Assisted Reproductive Therapy (ART) has caused an increase in multiple pregnancies. Especially in Ovulation Induction and Intra Uterine Insemination, this situation is encountered frequently. In order to prevent the risk of severe premature birth and handicaps as well as risks for the mother, embryo reduction is sometimes performed: The number of embryos in the uterus are reduced and the remaining pregnancy has more chance of normal development and delivery. Of course this is not an easy decision for both patient and doctor. With careful guidance of the patient during treatment and good counseling when the patient is at risk for a large multiple pregnancy, many triplets or higher pregnancies are already avoided.
One complete IVF or ICSI cycle takes approximately six to eight weeks. First, the normal menstruation cycle of the woman is down regulated by injection or nasal application of specific hormones each day.

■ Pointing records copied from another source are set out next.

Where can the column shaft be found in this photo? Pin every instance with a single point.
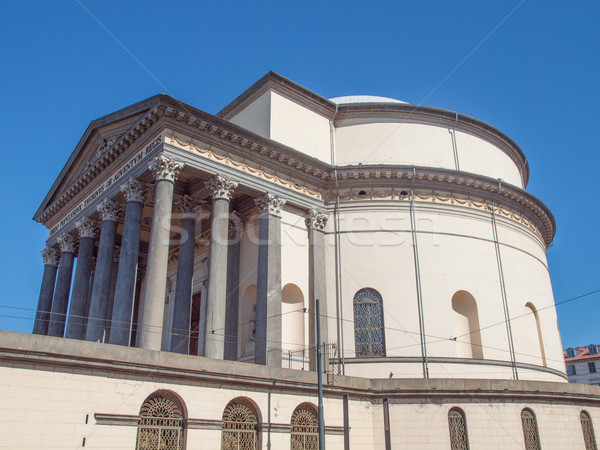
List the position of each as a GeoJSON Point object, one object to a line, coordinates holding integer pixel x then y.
{"type": "Point", "coordinates": [60, 302]}
{"type": "Point", "coordinates": [268, 295]}
{"type": "Point", "coordinates": [98, 320]}
{"type": "Point", "coordinates": [317, 288]}
{"type": "Point", "coordinates": [217, 283]}
{"type": "Point", "coordinates": [126, 274]}
{"type": "Point", "coordinates": [233, 282]}
{"type": "Point", "coordinates": [81, 285]}
{"type": "Point", "coordinates": [135, 317]}
{"type": "Point", "coordinates": [202, 327]}
{"type": "Point", "coordinates": [113, 287]}
{"type": "Point", "coordinates": [165, 171]}
{"type": "Point", "coordinates": [42, 315]}
{"type": "Point", "coordinates": [180, 340]}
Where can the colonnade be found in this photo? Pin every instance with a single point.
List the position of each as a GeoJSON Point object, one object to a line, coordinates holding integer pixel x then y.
{"type": "Point", "coordinates": [104, 302]}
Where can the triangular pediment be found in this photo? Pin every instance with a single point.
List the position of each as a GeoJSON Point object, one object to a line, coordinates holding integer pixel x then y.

This part of the cycle can vary from a few days to several weeks. When the ovaries have become inactive, as shown on ultrasound control and laboratory findings, the stimulation of the ovaries start by intramuscular or subcutaneous injections of hormones. The mean stimulation period is 12 days, depending on the reaction of the ovaries. The ovum pick up takes place within two days after stopping the stimulation. Now the IVF or ICSI follows in the laboratory. When fertilization occurs, embryos are transferred into the uterus after two to four days and drugs supporting the uterus are given. After approximately 15 days a pregnancy test will show whether the IVF treatment has been successful or not.